With some exceptions, Laurier's appointments to the Court were highly partisan. In the early twentieth century, the justices themselves became increasingly entangled in national politics, both through appointments to government bodies and through the growing use of reference questions. As these references became more overtly political, they exposed the Court to sustained criticism from the Conservative opposition. In 1922, Parliament expanded the Court's jurisdiction to include appeals from provincial reference questions. Prime Minister Mackenzie King quickly made strategic use of the reference procedure to deflect the political consequences of divisive federalism disputes. The newly passed Board of Commerce Act authorized the board to refer questions of law to the Supreme Court.

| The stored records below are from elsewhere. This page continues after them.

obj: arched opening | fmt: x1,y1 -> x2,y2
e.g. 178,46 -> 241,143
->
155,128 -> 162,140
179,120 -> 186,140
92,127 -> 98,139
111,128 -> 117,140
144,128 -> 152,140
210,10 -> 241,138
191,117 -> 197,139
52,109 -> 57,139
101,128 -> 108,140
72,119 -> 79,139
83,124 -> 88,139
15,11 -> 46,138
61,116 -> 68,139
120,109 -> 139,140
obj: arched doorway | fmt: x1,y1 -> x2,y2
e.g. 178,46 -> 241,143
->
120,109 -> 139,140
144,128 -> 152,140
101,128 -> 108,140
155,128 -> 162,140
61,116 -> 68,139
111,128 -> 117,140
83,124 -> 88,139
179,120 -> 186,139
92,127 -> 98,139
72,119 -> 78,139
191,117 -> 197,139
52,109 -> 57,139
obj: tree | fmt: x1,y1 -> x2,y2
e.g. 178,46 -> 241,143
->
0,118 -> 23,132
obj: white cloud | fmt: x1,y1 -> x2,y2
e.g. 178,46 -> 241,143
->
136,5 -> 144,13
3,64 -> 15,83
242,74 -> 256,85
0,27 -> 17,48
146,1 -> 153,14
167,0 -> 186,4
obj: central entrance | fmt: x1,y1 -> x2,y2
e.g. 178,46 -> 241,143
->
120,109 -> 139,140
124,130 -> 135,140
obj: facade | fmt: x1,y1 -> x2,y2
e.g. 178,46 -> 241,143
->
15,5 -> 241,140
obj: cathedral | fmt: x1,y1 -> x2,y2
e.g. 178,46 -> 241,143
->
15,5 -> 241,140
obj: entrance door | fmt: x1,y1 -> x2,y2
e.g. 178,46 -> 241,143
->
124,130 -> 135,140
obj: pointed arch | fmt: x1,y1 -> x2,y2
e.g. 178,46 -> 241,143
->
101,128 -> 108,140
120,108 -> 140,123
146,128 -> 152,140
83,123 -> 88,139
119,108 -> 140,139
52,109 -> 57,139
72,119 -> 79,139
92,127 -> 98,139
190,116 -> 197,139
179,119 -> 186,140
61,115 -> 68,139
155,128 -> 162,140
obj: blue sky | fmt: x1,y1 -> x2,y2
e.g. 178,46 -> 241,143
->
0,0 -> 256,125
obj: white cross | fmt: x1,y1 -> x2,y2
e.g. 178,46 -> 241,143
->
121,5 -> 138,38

There were several other instances in which the justices performed overtly political roles. In 1923, for example, Justice Duff provided legislative advice to Ontario Attorney General William Raney. Snell and Vaughan identify additional occasions of this kind, observing that in each case the justices readily cooperated with the politicians who sought their counsel.

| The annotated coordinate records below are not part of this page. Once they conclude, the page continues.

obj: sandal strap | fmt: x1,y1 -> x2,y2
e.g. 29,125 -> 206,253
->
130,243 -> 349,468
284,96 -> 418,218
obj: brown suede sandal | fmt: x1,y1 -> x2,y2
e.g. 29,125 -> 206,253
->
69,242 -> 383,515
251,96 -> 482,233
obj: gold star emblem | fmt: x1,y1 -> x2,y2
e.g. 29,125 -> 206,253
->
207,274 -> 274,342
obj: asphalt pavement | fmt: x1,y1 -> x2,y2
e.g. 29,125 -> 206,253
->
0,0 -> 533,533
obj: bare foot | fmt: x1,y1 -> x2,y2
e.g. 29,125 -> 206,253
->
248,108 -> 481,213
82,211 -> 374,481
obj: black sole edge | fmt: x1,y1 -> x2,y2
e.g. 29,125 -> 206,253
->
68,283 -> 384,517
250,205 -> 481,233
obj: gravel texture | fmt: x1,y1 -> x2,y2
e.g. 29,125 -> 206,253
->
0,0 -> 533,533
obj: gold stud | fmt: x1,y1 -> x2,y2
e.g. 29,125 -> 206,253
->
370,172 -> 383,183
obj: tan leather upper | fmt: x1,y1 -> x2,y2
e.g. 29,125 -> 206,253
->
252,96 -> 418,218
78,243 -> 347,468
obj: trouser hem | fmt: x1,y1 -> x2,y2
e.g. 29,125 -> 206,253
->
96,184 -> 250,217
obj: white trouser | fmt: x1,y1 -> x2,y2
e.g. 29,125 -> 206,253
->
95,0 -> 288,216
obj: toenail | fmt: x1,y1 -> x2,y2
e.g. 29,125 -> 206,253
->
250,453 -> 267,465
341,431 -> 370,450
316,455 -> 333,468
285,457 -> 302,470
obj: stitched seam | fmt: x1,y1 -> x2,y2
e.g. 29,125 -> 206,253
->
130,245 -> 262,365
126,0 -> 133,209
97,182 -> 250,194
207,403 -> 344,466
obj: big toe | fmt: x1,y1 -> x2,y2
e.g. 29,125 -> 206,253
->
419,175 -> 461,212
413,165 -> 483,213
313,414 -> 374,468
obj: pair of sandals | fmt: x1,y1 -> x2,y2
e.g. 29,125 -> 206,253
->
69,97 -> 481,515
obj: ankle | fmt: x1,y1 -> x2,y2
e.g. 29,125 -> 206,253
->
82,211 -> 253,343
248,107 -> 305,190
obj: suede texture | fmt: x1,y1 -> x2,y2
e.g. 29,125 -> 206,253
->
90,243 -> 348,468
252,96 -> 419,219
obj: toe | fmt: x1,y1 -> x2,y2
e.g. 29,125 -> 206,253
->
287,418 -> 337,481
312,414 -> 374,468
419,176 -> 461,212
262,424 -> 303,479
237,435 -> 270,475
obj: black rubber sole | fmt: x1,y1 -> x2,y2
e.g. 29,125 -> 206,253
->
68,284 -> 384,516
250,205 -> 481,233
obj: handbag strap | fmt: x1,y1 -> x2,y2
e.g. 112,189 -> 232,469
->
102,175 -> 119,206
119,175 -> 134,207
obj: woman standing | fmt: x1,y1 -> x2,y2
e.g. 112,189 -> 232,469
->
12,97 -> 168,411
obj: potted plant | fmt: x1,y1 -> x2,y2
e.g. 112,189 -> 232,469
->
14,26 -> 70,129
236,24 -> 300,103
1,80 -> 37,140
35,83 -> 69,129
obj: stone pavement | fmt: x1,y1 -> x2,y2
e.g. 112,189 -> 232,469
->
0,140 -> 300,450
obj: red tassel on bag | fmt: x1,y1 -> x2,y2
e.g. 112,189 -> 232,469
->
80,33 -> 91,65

=== Expansion of duties of justices ===

In the late 1890s, Supreme Court justices increasingly accepted additional roles at the government's request, reflecting both the Court's growing stature and its deeper involvement in public affairs beyond the bench. These political and quasi-judicial roles reflected a gradual increase in respect for the Court, but also reinforced the view that it was a political tool rather than an institution separate from government.

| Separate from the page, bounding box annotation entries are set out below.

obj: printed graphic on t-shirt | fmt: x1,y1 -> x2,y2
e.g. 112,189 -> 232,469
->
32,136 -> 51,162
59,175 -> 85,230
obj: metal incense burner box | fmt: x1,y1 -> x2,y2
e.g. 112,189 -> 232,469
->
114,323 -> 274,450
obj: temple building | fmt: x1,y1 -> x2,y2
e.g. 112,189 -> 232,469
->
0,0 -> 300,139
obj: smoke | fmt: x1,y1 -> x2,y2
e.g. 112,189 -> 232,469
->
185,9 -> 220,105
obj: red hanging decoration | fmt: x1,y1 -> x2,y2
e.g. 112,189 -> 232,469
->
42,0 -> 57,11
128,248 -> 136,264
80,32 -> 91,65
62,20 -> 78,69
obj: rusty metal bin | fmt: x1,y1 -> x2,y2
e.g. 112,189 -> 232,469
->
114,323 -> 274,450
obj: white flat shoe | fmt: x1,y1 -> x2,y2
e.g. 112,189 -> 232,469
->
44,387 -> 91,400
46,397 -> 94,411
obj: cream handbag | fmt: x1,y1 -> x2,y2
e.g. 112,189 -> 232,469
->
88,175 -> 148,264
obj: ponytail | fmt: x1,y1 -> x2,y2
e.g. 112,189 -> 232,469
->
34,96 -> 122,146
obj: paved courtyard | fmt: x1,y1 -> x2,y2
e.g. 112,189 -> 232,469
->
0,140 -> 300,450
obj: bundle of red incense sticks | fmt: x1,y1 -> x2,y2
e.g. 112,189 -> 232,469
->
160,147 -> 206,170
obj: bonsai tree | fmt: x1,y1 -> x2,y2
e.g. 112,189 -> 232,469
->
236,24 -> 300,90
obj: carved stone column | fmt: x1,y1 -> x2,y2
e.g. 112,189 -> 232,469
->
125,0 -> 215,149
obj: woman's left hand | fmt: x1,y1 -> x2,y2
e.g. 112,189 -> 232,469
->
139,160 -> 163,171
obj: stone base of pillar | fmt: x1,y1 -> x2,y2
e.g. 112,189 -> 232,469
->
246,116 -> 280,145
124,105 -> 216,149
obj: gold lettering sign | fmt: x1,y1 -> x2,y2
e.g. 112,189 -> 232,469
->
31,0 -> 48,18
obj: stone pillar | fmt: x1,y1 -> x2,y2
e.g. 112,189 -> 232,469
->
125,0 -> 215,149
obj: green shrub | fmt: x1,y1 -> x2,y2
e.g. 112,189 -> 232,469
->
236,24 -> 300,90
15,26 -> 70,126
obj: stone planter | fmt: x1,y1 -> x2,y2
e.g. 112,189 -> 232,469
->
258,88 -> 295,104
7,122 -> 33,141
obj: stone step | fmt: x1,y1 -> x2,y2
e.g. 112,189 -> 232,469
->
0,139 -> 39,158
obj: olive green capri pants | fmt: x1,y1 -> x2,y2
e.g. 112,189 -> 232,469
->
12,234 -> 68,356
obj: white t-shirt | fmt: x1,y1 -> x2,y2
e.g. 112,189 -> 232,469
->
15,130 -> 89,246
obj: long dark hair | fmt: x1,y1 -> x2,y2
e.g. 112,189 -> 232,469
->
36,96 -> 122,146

In 1919, Robert Borden organized a royal commission into a military police raid on a Jesuit seminary in Guelph, and attempted to name Davies and Anglin to the commission. Both justices declined the appointment, with Davies noting it would be "undesirable the Chief Justice of Canada should be mixed up with [such a political and religious controversy]."

In 1923, Justice Anglin was selected as Canada's nominee to the International Court of Justice in The Hague, however, he was not selected for the role.

== Legal philosophy of the Court ==

Between 1906 and 1944, the Supreme Court heard over 200 constitutional cases. Considering federalism and the distribution of powers, justices such as Lyman Duff sought to limit the scope of the federal Peace, Order, and Good Government authority to prevent intrusions into provincial matters.

== Appraisal ==

Historian Ian Bushnell describes the Supreme Court from 1903 to 1929, covering the Taschereau, Fitzpatrick, Davies, and Anglin Courts, as "the sterile years." During this period, disunity in decision-making reached new heights, making it difficult to discern overarching legal principles. As a result, the Court's jurisprudence was of limited value. This made retaining appeals to the Privy Council attractive, since a single decision from London provided greater certainty in the law.

Criticism focused on the politically motivated nature of many judicial appointments. While some legal journals occasionally defended the Court against press criticism, Bushnell notes these defences were motivated more by a desire to uphold the credibility of the legal system as a whole, than to support the Court itself. Prime Minister Wilfrid Laurier appointed 10 justices and had the opportunity to shape the Court, but, there was no consistent approach to appointments during the era. Appointments were a mix of merit, patronage, and government interests, rather than what was best for the long-term development of the Court. Prime Minister Mackenzie King's appointment of Albert Malouin who was not in physical condition to sit on the Court, nor did not want the appointment demonstrated the minimal care put into appointments at the time. The political nature of appointments, combined with the Court's use as a political tool, contributed to institutional decline during the Fitzpatrick and Davies era.

In its written decisions, the Court's reasoning during this period was largely formulaic and conservative, likely because it continued to view itself as an intermediate appellate body to the Privy Council. As a result, the Court made little contribution to developing the law, and issuing decisions that drew ridicule from the public and legal community.